The Americana singer, whose disc "Something More Than Free" is released this week, is married to another well-regarded songwriter, Amanda Shires. Each will first test a new song out before the other, which can be tricky if the song is about the other.
Isbell said he was terrified to play his song "Cover Me Up" to Shires. Not only was he worried he would cry singing it to her, but he also wanted to write something more than a hokey love song and needed a songwriter's opinion on whether he achieved his goal.
Generally, though, the rule for the listener is not to ask if the song is about them.

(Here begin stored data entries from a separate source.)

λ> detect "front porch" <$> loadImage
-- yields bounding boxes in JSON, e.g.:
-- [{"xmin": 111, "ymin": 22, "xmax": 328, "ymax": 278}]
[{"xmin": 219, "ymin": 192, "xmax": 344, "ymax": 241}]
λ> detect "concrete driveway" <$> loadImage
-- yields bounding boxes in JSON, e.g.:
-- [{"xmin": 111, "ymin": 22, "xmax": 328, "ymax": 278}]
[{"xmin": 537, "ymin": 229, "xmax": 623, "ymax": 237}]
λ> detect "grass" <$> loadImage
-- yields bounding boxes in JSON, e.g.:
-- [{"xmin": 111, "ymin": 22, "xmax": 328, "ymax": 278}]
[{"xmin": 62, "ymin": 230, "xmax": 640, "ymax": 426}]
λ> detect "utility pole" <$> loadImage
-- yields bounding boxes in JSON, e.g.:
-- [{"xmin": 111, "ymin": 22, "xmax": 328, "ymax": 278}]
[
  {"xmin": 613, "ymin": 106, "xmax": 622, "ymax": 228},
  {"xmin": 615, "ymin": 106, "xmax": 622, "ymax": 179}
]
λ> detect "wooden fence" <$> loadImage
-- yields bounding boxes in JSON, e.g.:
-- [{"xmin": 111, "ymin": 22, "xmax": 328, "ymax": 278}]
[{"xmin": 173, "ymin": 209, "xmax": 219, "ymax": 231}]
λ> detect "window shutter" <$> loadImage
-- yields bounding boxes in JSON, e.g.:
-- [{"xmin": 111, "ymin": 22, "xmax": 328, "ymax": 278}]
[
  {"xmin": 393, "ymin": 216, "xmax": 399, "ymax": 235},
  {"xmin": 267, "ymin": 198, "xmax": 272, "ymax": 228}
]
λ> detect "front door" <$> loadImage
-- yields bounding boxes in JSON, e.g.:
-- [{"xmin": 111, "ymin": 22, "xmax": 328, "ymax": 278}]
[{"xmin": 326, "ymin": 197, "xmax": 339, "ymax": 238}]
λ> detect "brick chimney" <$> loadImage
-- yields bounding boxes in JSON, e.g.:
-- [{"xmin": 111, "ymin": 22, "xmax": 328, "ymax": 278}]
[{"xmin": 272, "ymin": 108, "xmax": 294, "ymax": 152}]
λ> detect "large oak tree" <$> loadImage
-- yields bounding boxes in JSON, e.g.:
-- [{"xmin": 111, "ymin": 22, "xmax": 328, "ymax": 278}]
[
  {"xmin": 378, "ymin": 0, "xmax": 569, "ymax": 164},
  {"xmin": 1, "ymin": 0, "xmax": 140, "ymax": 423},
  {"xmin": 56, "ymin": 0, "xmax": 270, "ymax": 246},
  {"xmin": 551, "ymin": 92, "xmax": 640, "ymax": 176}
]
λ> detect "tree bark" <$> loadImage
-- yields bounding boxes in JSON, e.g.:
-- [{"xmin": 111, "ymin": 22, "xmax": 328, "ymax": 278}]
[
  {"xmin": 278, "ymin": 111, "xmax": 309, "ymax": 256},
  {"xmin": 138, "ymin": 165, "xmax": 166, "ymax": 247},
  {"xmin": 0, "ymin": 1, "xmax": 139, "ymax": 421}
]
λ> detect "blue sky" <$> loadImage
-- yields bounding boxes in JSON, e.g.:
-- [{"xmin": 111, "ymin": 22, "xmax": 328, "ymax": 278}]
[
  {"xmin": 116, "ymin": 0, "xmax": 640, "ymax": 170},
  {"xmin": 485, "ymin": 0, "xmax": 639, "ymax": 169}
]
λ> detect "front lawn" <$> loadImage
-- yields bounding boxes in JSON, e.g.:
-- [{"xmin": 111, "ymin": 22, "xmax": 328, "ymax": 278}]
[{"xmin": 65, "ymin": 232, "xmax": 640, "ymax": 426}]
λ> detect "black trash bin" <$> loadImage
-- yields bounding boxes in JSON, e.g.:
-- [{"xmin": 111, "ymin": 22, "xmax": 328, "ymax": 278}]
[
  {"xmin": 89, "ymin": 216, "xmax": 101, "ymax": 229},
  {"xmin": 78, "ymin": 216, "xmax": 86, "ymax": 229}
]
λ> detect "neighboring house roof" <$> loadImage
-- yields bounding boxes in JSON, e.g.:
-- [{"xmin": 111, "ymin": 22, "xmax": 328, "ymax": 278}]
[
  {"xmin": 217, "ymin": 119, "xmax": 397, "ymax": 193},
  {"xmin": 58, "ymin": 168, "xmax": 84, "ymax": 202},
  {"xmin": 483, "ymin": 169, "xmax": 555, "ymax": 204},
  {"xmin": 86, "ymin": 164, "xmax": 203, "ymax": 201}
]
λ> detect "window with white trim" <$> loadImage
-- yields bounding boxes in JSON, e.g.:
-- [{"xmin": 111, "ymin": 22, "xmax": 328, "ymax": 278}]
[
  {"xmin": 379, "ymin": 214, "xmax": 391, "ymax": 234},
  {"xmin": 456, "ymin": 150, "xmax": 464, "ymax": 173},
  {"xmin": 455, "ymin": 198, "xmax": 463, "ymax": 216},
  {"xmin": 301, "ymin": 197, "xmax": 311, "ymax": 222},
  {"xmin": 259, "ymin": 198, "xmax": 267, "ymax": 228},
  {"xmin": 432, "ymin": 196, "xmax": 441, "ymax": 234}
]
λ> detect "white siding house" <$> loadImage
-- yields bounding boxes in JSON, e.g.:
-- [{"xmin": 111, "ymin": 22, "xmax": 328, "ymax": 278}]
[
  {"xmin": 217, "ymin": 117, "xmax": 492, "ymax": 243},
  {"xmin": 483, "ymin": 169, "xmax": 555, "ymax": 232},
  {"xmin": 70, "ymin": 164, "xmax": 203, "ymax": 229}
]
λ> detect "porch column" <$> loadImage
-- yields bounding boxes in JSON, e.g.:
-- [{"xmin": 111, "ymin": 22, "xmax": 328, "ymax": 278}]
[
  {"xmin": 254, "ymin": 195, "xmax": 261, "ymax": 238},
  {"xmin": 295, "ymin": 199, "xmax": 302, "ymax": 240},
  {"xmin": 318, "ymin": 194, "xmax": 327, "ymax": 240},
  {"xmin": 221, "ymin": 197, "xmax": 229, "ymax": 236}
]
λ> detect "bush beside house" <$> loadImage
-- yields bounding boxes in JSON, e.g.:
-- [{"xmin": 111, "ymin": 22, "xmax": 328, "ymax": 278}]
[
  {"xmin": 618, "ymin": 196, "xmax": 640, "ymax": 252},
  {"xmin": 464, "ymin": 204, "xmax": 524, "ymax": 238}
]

"If that information is volunteered, we'll take it," he said. "But we don't ask the question, 'Is that about me?' That's a bad question in any situation to ask a songwriter. If you can't tell, you should never ask that. That's kind of like asking, 'Why are you breaking up with me?' That's better left unsaid."
If Shires were to come to him with a song about being terrified that her relationship was going to end, his job would be to swallow hard and focus on the song.
Really? He wouldn't get freaked out?
"I would, afterward," he said. "First you listen to the song. The song comes first. It has to. That's the only way you can get good at it."
Shires said she feels the same way.
"It's not about one another," she said. "It's about the person's art."
Maybe it's because women are more often attuned to these things, but Shires said she doubted there was any aspect of their relationship that Isbell could bring up in song that she didn't already know about.
"It's just nice to have somebody's opinion you can trust," said Shires, who is pregnant with the couple's first child. "Not everything you write is going to be good. But I trust his taste. If I brought him a song that wasn't my best work, I hope he would — well, I know he would (say so). I married someone I knew would have the guts to tell me."